Holborn: legal and literary London
Holborn: legal and literary London

Introduction

An in-depth look at a part of London that’s very busy but nonetheless mostly off the regular tourist trails. It’s well-known to office workers, evening-class attenders and students, and has a wealth of fascinating nooks and crannies to explore. If you are in this area regularly, you might find you get a new perspective. Indeed, it is well worth reading ahead in the route description to identify any areas that you might want to visit at more length, and alloting time accordingly.

The essentials

  • Maps: try Streetmap or otherwise the London A-Z
  • Print-friendly walk description in PDF form here.
  • Nearest tubes: Embankment, Temple, Chancery Lane, Holborn, Russell Square and Covent Garden. Check out Transport for London here.
  • Distance: around five miles
  • Difficulty: easy to moderate
  • Refreshments: there are take-away sandwich shops, cafés, coffee bars and restaurants everywhere along this walk – perhaps concentrated most heavily at High Holborn and Grays Inn Road.
  • Toilets: Russell Square or the British Museum

Walk description

This walk properly starts at Temple Tube station, although anyone who finds Waterloo more convenient can cross the river on the new Hungerford pedestrian footbridge, started in 1999 as a Millennium project and recently opened. The new bridge is a 320-metre “cable stay footbridge” which straddles the old railway bridge. Hopefully it will restore the marvellous views of the old footbridge downriver towards the City and Canary Wharf without replicating the puddles and the crush at rush hour. The new bridge is a wide, stylish and thankfully stable structure guaranteed to put you in the mood for promenading.

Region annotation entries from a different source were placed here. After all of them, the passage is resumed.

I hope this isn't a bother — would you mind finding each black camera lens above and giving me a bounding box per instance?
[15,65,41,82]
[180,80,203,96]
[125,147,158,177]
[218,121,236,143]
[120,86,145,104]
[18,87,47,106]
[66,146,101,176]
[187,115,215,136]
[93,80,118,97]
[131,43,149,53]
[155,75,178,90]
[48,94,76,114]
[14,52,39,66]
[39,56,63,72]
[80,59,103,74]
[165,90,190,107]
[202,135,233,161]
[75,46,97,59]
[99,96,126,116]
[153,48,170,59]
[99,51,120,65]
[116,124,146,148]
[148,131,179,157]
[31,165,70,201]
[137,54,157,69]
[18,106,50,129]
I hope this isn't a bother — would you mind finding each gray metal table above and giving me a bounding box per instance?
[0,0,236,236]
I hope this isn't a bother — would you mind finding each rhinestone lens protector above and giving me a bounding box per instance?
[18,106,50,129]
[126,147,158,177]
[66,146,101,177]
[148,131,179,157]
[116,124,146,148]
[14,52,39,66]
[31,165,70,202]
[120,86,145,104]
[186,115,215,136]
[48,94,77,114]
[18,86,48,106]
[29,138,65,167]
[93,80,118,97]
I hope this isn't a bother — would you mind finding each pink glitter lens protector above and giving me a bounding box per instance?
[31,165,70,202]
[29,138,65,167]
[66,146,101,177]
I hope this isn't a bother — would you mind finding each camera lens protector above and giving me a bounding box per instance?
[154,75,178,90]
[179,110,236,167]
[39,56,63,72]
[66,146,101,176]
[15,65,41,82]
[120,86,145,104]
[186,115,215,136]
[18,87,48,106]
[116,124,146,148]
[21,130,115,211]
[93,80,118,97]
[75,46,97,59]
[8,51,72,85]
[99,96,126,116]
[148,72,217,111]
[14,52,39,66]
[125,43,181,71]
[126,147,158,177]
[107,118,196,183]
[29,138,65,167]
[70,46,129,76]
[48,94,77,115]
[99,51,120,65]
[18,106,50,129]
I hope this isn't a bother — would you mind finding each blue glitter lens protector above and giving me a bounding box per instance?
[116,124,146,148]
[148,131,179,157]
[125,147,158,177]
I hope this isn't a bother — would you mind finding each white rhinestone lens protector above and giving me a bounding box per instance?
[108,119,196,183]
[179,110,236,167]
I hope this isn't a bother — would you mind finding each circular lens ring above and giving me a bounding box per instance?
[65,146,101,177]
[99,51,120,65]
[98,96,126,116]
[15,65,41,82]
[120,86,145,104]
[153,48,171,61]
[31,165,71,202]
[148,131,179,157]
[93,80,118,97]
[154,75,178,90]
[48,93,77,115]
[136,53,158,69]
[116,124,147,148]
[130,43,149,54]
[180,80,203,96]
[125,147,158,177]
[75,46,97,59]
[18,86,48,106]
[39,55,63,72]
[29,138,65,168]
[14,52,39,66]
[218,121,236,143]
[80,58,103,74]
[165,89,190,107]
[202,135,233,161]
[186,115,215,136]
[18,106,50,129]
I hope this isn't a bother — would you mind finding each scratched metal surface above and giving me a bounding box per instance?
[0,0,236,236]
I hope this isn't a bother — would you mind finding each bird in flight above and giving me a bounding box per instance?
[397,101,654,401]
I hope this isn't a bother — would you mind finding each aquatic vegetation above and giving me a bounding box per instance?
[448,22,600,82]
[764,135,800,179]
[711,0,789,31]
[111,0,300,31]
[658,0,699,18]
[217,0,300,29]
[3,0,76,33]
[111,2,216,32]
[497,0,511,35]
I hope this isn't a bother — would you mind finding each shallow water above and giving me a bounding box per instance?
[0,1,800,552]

Walkers coming across the river should turn right along the Embankment and pass Somerset House and the Victoria Embankment Gardens to reach Temple Tube. In fact, a chance to visit the gardens should never be overlooked as it is such a lovely spot, especially for anyone with the slightest interest in gardening. Somewhere nearby beats the heart of a gardener with a true affinity for old-fashioned formal bedding schemes, the sort you used to see in every town park, now becoming sadly unfashionable. They are done with such style that you really should pop in and have a look if the season is right. There are also exemplary mature herbaceous borders, trees, statuary, refreshments, occasional entertainment, travelling art exhibitions and benches to sit on while you admire it all. Recommended.

Somerset House is also of some interest; a former Tudor palace, it was rebuilt in 1775 to reflect the splendour of the nation to a design by Sir William Chambers. It now hosts a wide programme of events and exhibitions and even, on occasion, an ice rink. But to start the walk, turn right off the Embankment at Temple Tube; if leaving the station you should also turn right and climb up the steps in front of you. Cross to reach Arundel Street which takes you onto The Strand. Turn right. (Alternatively, if feeling adventurous, turn right up Maltravers Street, passing a pub called the Cheshire Cheese, and cut through the network of small streets and alleys for an experience one walker of this route has likened to exploring the Marais in Paris.) Across the road is Australia House and St Clement Danes church, beyond them the wedding-cake Gothic buildings of the Royal Courts of Justice. We re about to brush against legal London, also passing a famous inn, the Wig and Pen. While walking down the Strand, if in need of cash, the branch of Lloyds is recommended, for it has cash tills situated in the most gorgeously decorated lobby imaginable.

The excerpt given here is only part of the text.